Los negocios que cuenten con protocolos de prevención estarán más preparados
Más allá de las sanciones, la implementación de estos sistemas también puede representar una oportunidad para mejorar la cultura organizacional. Los canales de denuncia internos no sólo permiten identificar irregularidades, sino también anticiparse a problemas que podrían escalar. Negocios que apuesten por la formación, auditorías internas y revisiones periódicas estarán mejor preparados para cumplir con la normativa y fortalecer su reputación.
El nuevo marco también se extiende más allá del ámbito laboral. En áreas como el medioambiente, la protección de datos o el fraude fiscal, las denuncias gestionadas por la AAI podrán ser derivadas a organismos competentes como la CNMC o la Fiscalía, optimizando su resolución.

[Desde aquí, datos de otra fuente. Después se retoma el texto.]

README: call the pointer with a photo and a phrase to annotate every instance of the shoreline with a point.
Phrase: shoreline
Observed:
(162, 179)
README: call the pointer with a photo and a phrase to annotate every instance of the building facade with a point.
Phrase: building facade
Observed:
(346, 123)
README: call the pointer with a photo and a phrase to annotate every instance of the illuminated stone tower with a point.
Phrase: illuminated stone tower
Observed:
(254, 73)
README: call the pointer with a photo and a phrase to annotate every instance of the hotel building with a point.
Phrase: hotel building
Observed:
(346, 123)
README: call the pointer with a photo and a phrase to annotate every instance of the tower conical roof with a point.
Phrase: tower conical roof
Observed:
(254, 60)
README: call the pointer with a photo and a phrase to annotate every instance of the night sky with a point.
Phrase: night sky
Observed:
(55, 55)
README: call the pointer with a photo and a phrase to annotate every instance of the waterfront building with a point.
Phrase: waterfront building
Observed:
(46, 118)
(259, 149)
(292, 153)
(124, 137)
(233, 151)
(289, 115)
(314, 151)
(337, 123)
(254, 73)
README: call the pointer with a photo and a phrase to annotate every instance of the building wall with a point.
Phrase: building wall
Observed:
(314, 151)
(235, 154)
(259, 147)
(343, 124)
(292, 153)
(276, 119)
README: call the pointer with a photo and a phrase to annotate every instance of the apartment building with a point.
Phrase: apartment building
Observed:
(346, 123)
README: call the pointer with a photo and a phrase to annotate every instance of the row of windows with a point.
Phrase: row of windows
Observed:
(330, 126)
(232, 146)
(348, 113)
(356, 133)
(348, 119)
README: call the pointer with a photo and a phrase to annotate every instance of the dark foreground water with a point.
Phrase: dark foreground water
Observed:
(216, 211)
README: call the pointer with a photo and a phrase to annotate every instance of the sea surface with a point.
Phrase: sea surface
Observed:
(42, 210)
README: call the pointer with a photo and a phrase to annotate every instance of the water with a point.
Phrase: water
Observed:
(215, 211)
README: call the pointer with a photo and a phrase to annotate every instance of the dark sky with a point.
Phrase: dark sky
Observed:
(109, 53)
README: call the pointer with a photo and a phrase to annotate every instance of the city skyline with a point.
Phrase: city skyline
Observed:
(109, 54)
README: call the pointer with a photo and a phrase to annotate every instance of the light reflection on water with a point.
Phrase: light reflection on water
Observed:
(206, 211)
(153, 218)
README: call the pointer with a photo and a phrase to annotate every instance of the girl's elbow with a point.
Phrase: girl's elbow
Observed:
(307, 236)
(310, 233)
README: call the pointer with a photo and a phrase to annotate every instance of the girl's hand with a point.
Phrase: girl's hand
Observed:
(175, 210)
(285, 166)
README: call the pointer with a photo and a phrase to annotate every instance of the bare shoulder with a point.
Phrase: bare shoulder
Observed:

Esto pone en relieve la necesidad de que las empresas conozcan bien las normativas aplicables a su sector.
La experiencia de Francia y otros países europeos subraya la importancia de un sistema de denuncias eficaz. Además del incremento en el número de quejas, se observaron cambios positivos en la cultura empresarial, con mayor enfoque en la transparencia y el cumplimiento. “España, al haber establecido un organismo dedicado exclusivamente a la gestión de denuncias, podría seguir un camino similar, con mayor supervisión y control”, concluyó Felipe García. Para los pequeños empresarios, esto implica no sólo adaptarse a un entorno más regulado, sino también anticiparse a posibles riesgos para evitar problemas mayores.
El nuevo marco legal, aunque destinado a mejorar la transparencia y el cumplimiento normativo, plantea un reto significativo para los autónomos y las pymes. Si bien la intención es proteger los derechos de los trabajadores y garantizar el cumplimiento de la normativa, la falta de preparación o desconocimiento podría llevar a muchos negocios a enfrentarse a sanciones inesperadas o procesos judiciales.